What has Changed the Supply Chain

Today we went to the University of Nicosia again for lectures on various topics. The first lecture was on the blockchain. Going into this lecture, I had little knowledge of the blockchain. I learned that the blockchain is a data set that can be constantly updated just like any other data set, but where it differs from the standard data set is that every previous version and any addition to it can be seen not only by the company who owns it but by everyone. An example of practical use of blockchain the professor gave was that with email; one can have one regardless of what the companies that own a domain say cause there are many other competitors, or one could make their domain. However, with something like Twitter, if Twitter decides that you should not be on the platform, you won’t be on the forum, and there is no way around it. The blockchain would allow Twitter to become similar to email, where one person or company does not control data distribution, and it breaks a monopoly of sorts.

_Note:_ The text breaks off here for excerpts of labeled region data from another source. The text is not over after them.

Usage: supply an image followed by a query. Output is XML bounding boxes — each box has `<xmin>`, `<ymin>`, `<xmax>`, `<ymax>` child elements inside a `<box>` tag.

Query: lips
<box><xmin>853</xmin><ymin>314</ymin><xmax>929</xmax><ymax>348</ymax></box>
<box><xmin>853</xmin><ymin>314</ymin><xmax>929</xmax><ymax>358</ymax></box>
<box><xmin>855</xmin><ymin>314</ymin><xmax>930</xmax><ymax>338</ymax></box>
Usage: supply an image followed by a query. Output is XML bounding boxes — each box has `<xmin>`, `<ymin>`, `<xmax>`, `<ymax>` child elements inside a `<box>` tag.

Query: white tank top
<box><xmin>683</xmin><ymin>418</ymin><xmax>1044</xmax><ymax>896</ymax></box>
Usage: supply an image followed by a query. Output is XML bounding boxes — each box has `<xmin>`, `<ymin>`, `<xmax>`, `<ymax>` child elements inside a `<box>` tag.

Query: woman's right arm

The following lecture we had was on supply chain forecasting. Forecasting is the practice of predicting future demand to increase efficiency. Forecasting has a fascinating history. In 1959 the first forecasting models were made. They were simplistic but very effective in what they did. In the 70s, people started to develop more complex methods of forecasting. These methods would require semester-long classes to teach people, while the ones made in 1959 only took five minutes. There were debates about which models were more effective at forecasting. In the 80s, there was a forecasting competition, and the results were that the simple methods were far more effective at predicting future demands than the complex ones. After this competition, there was another one in the 2000s where human bias was implemented, and the results showed that the simple methods still outperformed the complex techniques and dwarfed the plans with human preferences in them.